次に医師が言う台詞が、「最近の野菜は大昔と違ってミネラルやビタミンの含有量が年々、減ってきている為、食事からは必要な栄養成分が取れません。ですから高品質なサプリメントで補うことが必要です。」という言葉です。

 

本当にそうでしょうか。

 

事実、私は副腎疲労症候群になる前から、アルコールやコーヒーは大量に飲んでいましたし、仕事もかなりのハードワークを何年も続けていました。私の周りには、私と同様のライフスタイルを続けながら、今でも元気に働いている方が沢山います。

 

当初、私はいつか彼らも副腎疲労症候群になるのだろうな、と思っていましたが、人体の構造や仕組を理解した今となっては、彼らが副腎疲労症候群にならない理由が良く分かりました。

 

さてビタミンCの摂取に話が戻りますが、そもそも私の周りでこれまで意識的に食事やサプリメントでビタミンCを摂取している方を見たことがありませんでした。

 

この事を医師や栄養療法士に言うと、「どんな食事にも少量のビタミンCが含まれているかた、意識しなくても摂取出来ていたのですよ」と言います。

(だったら何故、彼らはビタミンCのサプリメントを進めるのだろうと思いましたが…)

 

人によって様々ですが、サラリーマンやOLの場合、朝食抜き、もしくは朝食はカロリーメイト等の軽食と昼夜の2食という方が一般的には過半数程ではないかと思います。

 

さらに仕事中にビタミンCの消費量が多いとされる甘い物やコーヒーを摂取したり、仕事終わりに、やはりビタミンCの消費量が多いとされるアルコールを大量に摂取する方は沢山いらっしゃいます。以前、私の周りに、朝食抜きで昼は丼物かラーメン、夜はカレーもしくはコンビニ弁当という生活を一年近く続けていた方がいました。

 

さすがに一年続けたら飽きたので、夜も定食を食べるようになったと言っていましたが、(よく一年飽きなかったなと私は思いましたが!)
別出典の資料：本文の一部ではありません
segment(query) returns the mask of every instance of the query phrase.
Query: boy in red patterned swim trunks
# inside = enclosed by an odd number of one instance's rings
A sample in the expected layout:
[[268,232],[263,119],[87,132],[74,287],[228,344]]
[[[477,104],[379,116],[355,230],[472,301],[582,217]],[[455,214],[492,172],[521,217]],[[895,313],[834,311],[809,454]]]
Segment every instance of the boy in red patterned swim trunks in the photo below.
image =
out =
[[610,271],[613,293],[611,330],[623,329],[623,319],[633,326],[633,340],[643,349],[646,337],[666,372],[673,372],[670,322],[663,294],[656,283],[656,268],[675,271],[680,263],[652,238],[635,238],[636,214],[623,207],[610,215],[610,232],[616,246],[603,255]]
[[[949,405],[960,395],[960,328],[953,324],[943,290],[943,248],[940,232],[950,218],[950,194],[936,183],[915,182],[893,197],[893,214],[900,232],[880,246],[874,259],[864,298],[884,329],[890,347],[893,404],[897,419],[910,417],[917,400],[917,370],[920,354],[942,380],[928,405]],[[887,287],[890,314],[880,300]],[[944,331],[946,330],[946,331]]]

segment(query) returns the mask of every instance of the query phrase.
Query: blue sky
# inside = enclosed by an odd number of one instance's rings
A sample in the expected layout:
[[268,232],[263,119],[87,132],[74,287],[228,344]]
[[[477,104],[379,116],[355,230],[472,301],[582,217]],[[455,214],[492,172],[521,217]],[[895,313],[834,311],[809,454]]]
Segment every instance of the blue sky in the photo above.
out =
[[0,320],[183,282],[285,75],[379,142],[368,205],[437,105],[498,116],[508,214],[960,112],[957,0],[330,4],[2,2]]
それでも、彼はよく風邪を引いてましたが、それ以外は問題なく過ごしていました。

どう考えても、このような生活ではビタミンCは完全に欠乏していると思います。

 

もし、ビタミンCが体内に貯蔵できないのであれば、こんな生活を一ヶ月も続けていれば体内のビタミンCは完全に欠乏して、副腎疲労症候群どころか壊血病になってしまうのではないでしょうか。

 

しかし、不思議なことに世の中の大多数の人は、エネルギー溢れるとは言いませんが、それなりに健康を保ち、生活しています。

 

昔、糖質は脳の栄養源になる為、糖質を取らないと頭が働かないし体も動かないという事が常識のように言われていました。しかし、「ジョコビッチの生まれ変わる食事」が出版された頃でしょうか。糖質を制限する事により、ケトン体を有効利用することが出来るということがわかってからは、医学会も臨床データを収集するようになり、さらにがん治療にも効果的ではないかと言われ始めると、今までずっと悪者扱いだったケトン体が一躍、ニューヒーローになりました。

 

これまで、一日一食、野菜のみの食事で健康に生活している人がいたことを考えれば、何かしら体内で糖質以外をエネルギーにして臓器を動かしていたことは確かなのですが…

 

さて、またまた話が戻り、ビタミンCです。

ここまでくると私が何を言いたいかわかったと思います。

体内でビタミンCが欠乏した際に、ビタミンC以外のもので人体に害を与えず、ビタミンCの様に働く成分があるのではないか、もしくは体内でビタミンCを産生出来るか貯蔵出来るのではないか、という事です。

 

事実、副腎疲労症候群になった時、ビタミンCが多い食生活に変えたら、急激に体がエネルギーを取り戻したように感じた時があったのでビタミンCは重要だと思います。

(ちなみにサプリメントで取ったら、あまり効果は感じませんでした。)

その様な経験から私は、線維筋痛症、慢性疲労症候群、副腎疲労症候群といった病気が治った今でも、ビタミンCは食事から積極的に取るようにしています。

 

しかし、人間の体は思っている以上に複雑なので、やはり一元的な考え方は好ましくないのではないかと思いました。